NVIDIA Playbook Stack

March 31, 2026

You’re running a DGX Spark in your basement and wondering why the NVIDIA playbooks exist when you could just grab the models from Hugging Face. The playbooks aren’t documentation. They’re a tested, versioned stack that turns a DGX Spark from a fancy GPU into a reproducible AI development environment. Without them, you’re debugging dependencies like this:

# Example of manual dependency hell
pip install torch==2.3.1+cu121 --index-url https://download.pytorch.org/whl/cu121
pip install transformers==4.41.2 --no-deps
pip install accelerate==0.30.1
# ... then realize you need CUDA 12.1 but your kernel is 5.15.0-105-generic

The playbooks do the heavy lifting so you don’t have to. They’re not just READMEs with commands—they’re Ansible roles, Docker Compose files, and environment variables tuned for DGX Spark’s hardware.

Quick Take

NVIDIA’s playbooks provide pre-configured stacks for LLM serving, web UIs, and agent architectures on DGX Spark.

MCP integration lets you expose local services like portfolio optimization as tools for agents like Claude or OpenHands.

The playbooks are opinionated but not prescriptive—you still need to adjust networking, storage, and security for your environment.
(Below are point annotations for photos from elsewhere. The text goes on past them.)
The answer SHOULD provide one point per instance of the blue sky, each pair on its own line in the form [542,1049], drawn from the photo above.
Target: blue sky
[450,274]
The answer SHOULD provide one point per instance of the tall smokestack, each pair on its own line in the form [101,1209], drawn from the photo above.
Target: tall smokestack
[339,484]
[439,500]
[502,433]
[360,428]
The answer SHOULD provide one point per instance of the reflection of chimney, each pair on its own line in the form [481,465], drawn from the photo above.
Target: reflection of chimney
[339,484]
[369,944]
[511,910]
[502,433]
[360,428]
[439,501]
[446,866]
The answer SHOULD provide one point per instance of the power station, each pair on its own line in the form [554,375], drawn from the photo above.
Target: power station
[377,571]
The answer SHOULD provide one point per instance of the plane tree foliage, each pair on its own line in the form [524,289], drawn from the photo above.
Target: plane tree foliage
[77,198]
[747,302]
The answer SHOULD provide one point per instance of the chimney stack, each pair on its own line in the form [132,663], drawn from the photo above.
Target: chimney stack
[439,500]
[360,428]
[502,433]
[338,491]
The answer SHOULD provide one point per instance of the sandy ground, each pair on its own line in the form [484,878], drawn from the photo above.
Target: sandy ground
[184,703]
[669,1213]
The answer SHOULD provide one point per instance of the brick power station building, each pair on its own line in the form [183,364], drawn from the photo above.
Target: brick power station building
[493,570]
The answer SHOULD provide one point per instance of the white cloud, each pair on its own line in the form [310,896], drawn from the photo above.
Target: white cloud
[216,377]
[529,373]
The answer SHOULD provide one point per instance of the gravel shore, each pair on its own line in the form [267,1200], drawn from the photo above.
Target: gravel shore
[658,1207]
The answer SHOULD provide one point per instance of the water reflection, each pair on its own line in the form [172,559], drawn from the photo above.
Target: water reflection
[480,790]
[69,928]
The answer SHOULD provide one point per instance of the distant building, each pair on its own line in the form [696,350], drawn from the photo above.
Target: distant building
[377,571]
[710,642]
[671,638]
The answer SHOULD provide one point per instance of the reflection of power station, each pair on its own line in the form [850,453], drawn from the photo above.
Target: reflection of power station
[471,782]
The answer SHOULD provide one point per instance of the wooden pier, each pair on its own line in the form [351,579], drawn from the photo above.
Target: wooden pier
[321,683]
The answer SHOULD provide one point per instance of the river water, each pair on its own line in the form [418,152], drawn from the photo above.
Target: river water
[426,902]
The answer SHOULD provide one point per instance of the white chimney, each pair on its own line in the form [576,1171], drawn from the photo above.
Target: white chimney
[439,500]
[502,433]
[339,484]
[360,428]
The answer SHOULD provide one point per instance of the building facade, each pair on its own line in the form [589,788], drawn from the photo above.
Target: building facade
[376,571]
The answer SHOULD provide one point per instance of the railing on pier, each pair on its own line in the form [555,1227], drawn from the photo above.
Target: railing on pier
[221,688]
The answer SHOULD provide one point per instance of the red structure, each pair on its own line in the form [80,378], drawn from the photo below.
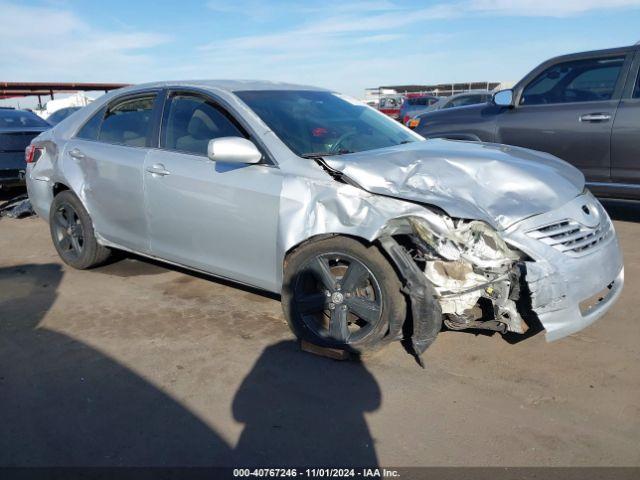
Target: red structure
[39,89]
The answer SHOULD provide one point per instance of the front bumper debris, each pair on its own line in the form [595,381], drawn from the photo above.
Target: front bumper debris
[564,281]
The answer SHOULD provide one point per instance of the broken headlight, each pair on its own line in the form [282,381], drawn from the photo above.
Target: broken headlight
[474,241]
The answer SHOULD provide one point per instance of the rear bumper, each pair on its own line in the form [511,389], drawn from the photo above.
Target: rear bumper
[12,177]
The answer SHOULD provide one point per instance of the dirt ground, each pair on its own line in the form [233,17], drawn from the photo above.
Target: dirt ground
[135,363]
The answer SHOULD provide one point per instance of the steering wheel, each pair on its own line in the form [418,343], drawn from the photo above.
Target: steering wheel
[335,148]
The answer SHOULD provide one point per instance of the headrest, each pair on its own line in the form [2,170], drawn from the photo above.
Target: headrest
[201,126]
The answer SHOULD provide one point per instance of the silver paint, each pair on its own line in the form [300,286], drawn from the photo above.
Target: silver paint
[239,221]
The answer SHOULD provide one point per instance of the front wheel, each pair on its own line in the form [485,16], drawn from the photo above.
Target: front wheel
[72,233]
[339,293]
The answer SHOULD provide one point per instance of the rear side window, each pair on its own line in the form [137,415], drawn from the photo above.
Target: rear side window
[191,121]
[587,80]
[89,130]
[128,122]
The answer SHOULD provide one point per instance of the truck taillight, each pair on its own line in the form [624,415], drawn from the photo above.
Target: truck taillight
[33,153]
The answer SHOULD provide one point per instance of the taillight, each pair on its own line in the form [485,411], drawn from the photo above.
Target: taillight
[32,154]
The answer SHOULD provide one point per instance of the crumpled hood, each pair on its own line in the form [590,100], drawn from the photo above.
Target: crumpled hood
[499,184]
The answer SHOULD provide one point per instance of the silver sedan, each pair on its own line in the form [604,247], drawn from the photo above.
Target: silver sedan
[370,233]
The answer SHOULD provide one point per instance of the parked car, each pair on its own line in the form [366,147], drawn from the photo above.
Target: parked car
[59,115]
[583,108]
[456,100]
[415,104]
[17,128]
[355,219]
[390,105]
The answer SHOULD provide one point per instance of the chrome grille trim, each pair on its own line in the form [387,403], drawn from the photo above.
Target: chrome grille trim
[571,237]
The NVIDIA playbooks live in /data/playbooks/nvidia and are cloned directly from their GitHub repository. Here’s the directory structure after cloning:

/data/playbooks/nvidia
├── nvidia/ollama
│   ├── ansible/
│   │   ├── roles/
│   │   │   ├── gpu_passthrough/
│   │   │   │   └── tasks/main.yml
│   │   │   └── persistent_volume/
│   │   │       └── tasks/main.yml
│   ├── docker-compose.yml
│   ├── .env
│   └── systemd/
│       └── ollama.service
├── nvidia/open-webui
│   ├── Dockerfile.arm64
│   ├── docker-compose.yml
│   └── patches/
│       └── webui.patch
└── nvidia/sglang
    ├── ansible/
    │   └── roles/
    │       └── memory_settings/
    │           └── tasks/main.yml
    └── docker-compose.yml

The nvidia/ollama playbook, for example, isn’t just a wrapper around ollama pull. It sets up a persistent volume for model storage, configures the NVIDIA Container Toolkit for GPU passthrough, and includes a systemd service to keep the Ollama server running across reboots:

# /data/playbooks/nvidia/nvidia/ollama/docker-compose.yml
services:
  ollama:
    image: ollama/ollama:latest
    runtime: nvidia
    volumes:
      - /mnt/models:/root/.ollama
    environment:
      - NVIDIA_VISIBLE_DEVICES=all
      - NVIDIA_DRIVER_CAPABILITIES=compute,utility
    ports:
      - "11434:11434"
    restart: unless-stopped

The nvidia/open-webui playbook does the same for the web interface, but it also patches the Dockerfile to use the DGX Spark’s ARM64 base image instead of the default x86_64 one:

# /data/playbooks/nvidia/nvidia/open-webui/Dockerfile.arm64
FROM --platform=linux/arm64 ghcr.io/open-webui/open-webui:main
# ... additional ARM64-specific patches

Skipping these patches means your UI won’t start, or worse, it will start but silently fail to load models. Here’s the error you’ll see if you try to run the x86_64 image on ARM64:

$ docker compose up
[+] Running 1/1
 ⠿ Container open-webui  Creating
Error response from daemon: image with reference open-webui:main was found but does not match the specified platform linux/arm64

The playbooks aren’t magic. They assume you’ve already partitioned your NVMe drives for ZFS, set up user namespaces for unprivileged containers, and disabled swap to avoid OOM kills during large model loads. If you haven’t, the playbooks will fail in ways that look like model incompatibilities but are actually storage or permissions issues. The nvidia/sglang playbook is particularly brutal here. SGLang’s RadixAttention engine requires pinned memory, and the playbook’s default settings assume you’ve allocated 80% of your RAM to the GPU:

# /data/playbooks/nvidia/nvidia/sglang/docker-compose.yml
environment:
  - SGLANG_ALLOCATE_80_PERCENT_RAM=1
  - NVIDIA_VISIBLE_DEVICES=all

If you skimped on RAM or didn’t set the NVIDIA_VISIBLE_DEVICES environment variable correctly, the playbook will deploy but the service will crash with a segfault. Here’s the error message you’ll see in the logs:

$ journalctl -u sglang -f
-- Logs begin at Mon 2024-06-10 12:00:00 UTC. --
Jun 10 12:01:42 dgx-spark sglang[12345]: [2024-06-10 12:01:42,789] ERROR engine.cpp:123] failed to initialize engine
Jun 10 12:01:42 dgx-spark sglang[12345]: [2024-06-10-12:01:42.789] [default] [FATAL] [default] [default] CUDA error: out of memory

The error message won’t mention memory. It’ll say “failed to initialize engine” and leave you debugging CUDA contexts for hours.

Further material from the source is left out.